Point farmers feel Beryl’s wrath
Several farmers from Point Village are reeling in the aftermath of hurricane Beryl, the category 4 storm which struck Saint Vincent and Grenadines (SVG) on Monday, July 1, 2024.
“I’m not sure how I’m going to recover from this…,” Ina Nanton told SEARCHLIGHT on Tuesday, July 3, while standing in the yard of her home where a neighbour had just helped her and her family replace part of her house roof which blew off during the passage of the hurricane.
Nanton said not only did she lose a section of her house; her crops also have been destroyed.
“My fruits and crops affected, it will be rough because you lost crops, and it won’t grow back in a hurry…I just planted some ground nuts…,” Nanton said sadly.
She said around 12 (mid-day) on Monday, gusts of wind started to tear off a side of her roof, and rain water began pouring into her home.

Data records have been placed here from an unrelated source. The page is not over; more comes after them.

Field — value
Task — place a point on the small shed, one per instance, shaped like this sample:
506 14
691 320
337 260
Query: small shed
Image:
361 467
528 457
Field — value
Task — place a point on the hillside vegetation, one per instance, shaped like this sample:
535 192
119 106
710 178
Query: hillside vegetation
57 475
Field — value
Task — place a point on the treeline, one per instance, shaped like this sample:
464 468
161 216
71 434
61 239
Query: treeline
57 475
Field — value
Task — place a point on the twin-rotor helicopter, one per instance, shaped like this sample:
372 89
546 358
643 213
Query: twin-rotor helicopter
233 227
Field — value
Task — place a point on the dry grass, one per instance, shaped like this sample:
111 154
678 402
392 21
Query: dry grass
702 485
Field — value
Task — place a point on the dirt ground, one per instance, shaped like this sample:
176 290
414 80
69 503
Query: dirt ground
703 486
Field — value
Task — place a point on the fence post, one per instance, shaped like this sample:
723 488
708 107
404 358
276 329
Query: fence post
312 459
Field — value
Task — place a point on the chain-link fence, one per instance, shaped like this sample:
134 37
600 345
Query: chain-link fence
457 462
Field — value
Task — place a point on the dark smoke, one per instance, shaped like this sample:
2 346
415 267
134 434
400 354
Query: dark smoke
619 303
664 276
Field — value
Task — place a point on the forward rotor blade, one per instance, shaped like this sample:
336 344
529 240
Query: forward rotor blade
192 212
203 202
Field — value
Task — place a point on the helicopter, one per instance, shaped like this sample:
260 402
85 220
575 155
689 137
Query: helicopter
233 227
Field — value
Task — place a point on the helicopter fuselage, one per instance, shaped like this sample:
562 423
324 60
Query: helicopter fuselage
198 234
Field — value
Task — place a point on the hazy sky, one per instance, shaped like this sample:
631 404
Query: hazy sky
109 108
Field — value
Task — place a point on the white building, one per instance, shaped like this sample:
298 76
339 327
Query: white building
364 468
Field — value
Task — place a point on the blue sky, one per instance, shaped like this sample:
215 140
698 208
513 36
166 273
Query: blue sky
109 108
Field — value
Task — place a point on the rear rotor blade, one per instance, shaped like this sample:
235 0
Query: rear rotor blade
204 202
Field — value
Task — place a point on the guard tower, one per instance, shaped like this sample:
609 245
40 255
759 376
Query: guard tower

Soon afterwards she saw the “galvanise fly off”.
“[Hurricane] Tomas (2010) was stronger to me…but I saw roof fly off this time, about four roofs, and raised roofs also,” Nanton told SEARCHLIGHT, while noting that just as during the eruption of La Soufriere in 2021, some persons had to go to shelters on Monday.
Another Point Village farmer, Sebastian Daniel, who was nailing back on his roof on Tuesday, said his galvanize also blew off around noon while he was sitting alone inside his house.
He quickly secured his possessions and did not bother going to a shelter but is doing the repairs to the house himself.
“This blew off before during one them weather some time ago, but this hurricane was bad…I was about 18 when another one like this did hit…but this one powerful still, it blow down fruit trees- the other did, but not like this one with roofs off and thing,” Daniel said.
The farmer said he lost breadfruit, coconuts, cassava, ochre, papaya, sweet pepper, tomatoes and bananas.
Daniel, who takes his produce to Bequia to sell, said he had already reaped some ochre and had them refrigerated, but the loss of electricity is problematic and the harvest will spoil.
“This one rough,” he said.
Neil Cato, also of Point said he has become accustomed to conditions where there is no electricity and no water, so he had already prepared by filling containers with water. He said the only issue was getting your phone charged, and is sorry for fellow villagers who lost crops and roofs.
“It well rough right now, it well rough.”
The National Hurricane Center in Florida, USA, forecasts Beryl to be in the south-west Gulf of Mexico this weekend as a tropical storm.